Naming the Lost: A Look at the Forgotten Shipwrecks and Lost Souls of Cape May, New Jersey – Part II

Looking across the long stretch of the sandy beach at Wildwood, New Jersey, I can see the shadowy form of a schooner, sails full coasting across the Atlantic Ocean on the windy night. Likely a trick of the mind brought on by the swirl of related thoughts in my brain. Yet, the shadow poses a reminder of the numerous secrecies of the sea. Beyond the sphere of the shoreline where one finds: lighthouses, harbors, and areas where bodies and spirits washed ashore; because beyond the beaches lies a question, for all the spirits who could reach the shore, how many did not?

There are accounts of activity on the water, phantom ships being the most common and fantastical stories from the tourist on the shore to ship captains to members of the Coast Guard. Scientific theories ha e been offered to explain this activity: Saint Elmo’s fire and the reflection of the moon on the water, for instance, but they tend to fall short.  The next series of accounts comes from people on boats in the water hearing the sound of voices pouring in from the ocean. This particular phenomenon occurs in the stillness of the night over or near areas with a lot of shipwreck. In the water, the depths offer something more terrifying. In the area of Cape May, New Jersey, a popular vacation site leftover from the Victorian era, people have experienced or felt sensation drowning. Either the splashes or cries from help from an unseen force nearby or they feel as though they are the ones gasping for life and air. In all of these cases, that is not what is actually occurring, it is only a feeling.

Sensing and personal accounts are one thing, investigating the possibility of spirits in the water is quite another and vastly more difficult. How would one go about such? With all the proper safety guides and procedures in hand one could take a boat in the water and see what voices they can hear. A standard or cheap digital recorder may not be the best tools to use on such an investigation. The more controversial spirit boxes and Oculus would tend to offer better results.

Thanks to evolutions in technology, those who are capable of swimming or diving in the water can bring along specialized or water proof cameras to snap a few pictures under the water. Underwater photography is a specialized skill, where one needs to consider the differences in sunlight reflections and sandy and sediment underwater that would make photographs look cloudy.  Murky photographs and videos are not going to equate paranormal activity.

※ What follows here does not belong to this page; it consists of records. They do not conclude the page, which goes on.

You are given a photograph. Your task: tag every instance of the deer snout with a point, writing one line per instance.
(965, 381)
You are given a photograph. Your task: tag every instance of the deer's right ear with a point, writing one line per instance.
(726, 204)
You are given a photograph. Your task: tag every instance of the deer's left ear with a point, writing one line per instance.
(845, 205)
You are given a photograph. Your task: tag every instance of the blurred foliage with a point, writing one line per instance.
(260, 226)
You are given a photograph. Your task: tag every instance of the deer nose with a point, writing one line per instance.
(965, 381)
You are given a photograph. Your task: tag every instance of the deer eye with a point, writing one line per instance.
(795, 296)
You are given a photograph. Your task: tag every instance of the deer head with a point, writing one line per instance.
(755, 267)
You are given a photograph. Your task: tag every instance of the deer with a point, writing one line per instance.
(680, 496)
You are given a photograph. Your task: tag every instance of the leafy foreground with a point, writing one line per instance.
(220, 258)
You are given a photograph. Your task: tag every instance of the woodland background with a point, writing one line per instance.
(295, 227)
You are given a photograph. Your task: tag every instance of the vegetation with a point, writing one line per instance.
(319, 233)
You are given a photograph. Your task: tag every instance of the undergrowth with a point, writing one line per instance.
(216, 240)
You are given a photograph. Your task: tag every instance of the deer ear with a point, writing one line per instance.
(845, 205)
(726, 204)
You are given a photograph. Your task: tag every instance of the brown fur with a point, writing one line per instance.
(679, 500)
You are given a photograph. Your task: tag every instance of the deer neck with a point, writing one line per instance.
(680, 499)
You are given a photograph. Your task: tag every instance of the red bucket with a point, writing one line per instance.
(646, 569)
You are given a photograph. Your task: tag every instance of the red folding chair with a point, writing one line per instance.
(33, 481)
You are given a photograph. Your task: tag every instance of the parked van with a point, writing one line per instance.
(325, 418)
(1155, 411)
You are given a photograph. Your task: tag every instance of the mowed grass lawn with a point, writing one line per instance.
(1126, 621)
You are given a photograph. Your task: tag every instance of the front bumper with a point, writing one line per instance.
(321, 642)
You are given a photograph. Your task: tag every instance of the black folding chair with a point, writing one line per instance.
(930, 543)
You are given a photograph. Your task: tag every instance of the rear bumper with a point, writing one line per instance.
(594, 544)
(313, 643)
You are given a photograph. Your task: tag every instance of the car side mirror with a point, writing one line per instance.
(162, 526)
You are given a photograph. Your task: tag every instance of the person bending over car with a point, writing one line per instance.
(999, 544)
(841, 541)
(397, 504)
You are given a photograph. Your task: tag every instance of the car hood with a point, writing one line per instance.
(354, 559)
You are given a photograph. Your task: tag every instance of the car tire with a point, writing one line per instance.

For the more open-minded, water divination can offer results; though it is certainly less than scientific. Divination is a technique that has been around since ancient times in various forms; the reading of tea leaves, palms, the moon, sand, and the list goes on. The technique of scrying can be done using water, mirrors, or crystal balls. It typically depends on personal preference. How one would use water scrying in relation to contacting the dead is to take a bowl of water, ask questions, and see what forms in the water. In this specific case, a bowl of ocean water would be used; and then pictures are taken of the results. For the water experiment I tried, I used ocean water from Cape May.

Cape May Water Scrying Experiment Picture 1
Cape May Water Scrying Experiment Picture 1
Cape May Water Scrying Experiment Picture 2
Cape May Water Scrying Experiment Picture 2
Cape May Water Scrying Experiment Picture 3
Cape May Water Scrying Experiment Picture 3

Images of faces and ships have been seen while using water to communicate with the deceased. Though one can see faces in nearly anything, it is a common psychological occurrence known as pareidolia. It occurs because a human’s mind sees patterns in objects. All I really noticed with the pictures I took is a change in the cloudiness of the water between the photos. There is a valid skeptical stance on water scrying; nonetheless, those who practice it swear by the results.  Another tip if one is going to try this technique is to have a voice recorder nearby to record additional results; hence giving some credence to any images that come up.

It is a difficult stretch to take paranormal investigation from the shores into the water. There are dangers to working on the water; boating and diving have their risks. Just like on land, all personal and team safety should be considered, and common sense is a required tool. Investigating on land is imperfect, and it faces skeptical criticism even using the most advanced scientific techniques. But the mysteries of the afterlife stretch far beyond this realm and dry land. Every spirit should have the right and chance to tell their story and to have assistance moving on to the other side. The greatest difficulty lies in reaching and hearing them, on land or at sea.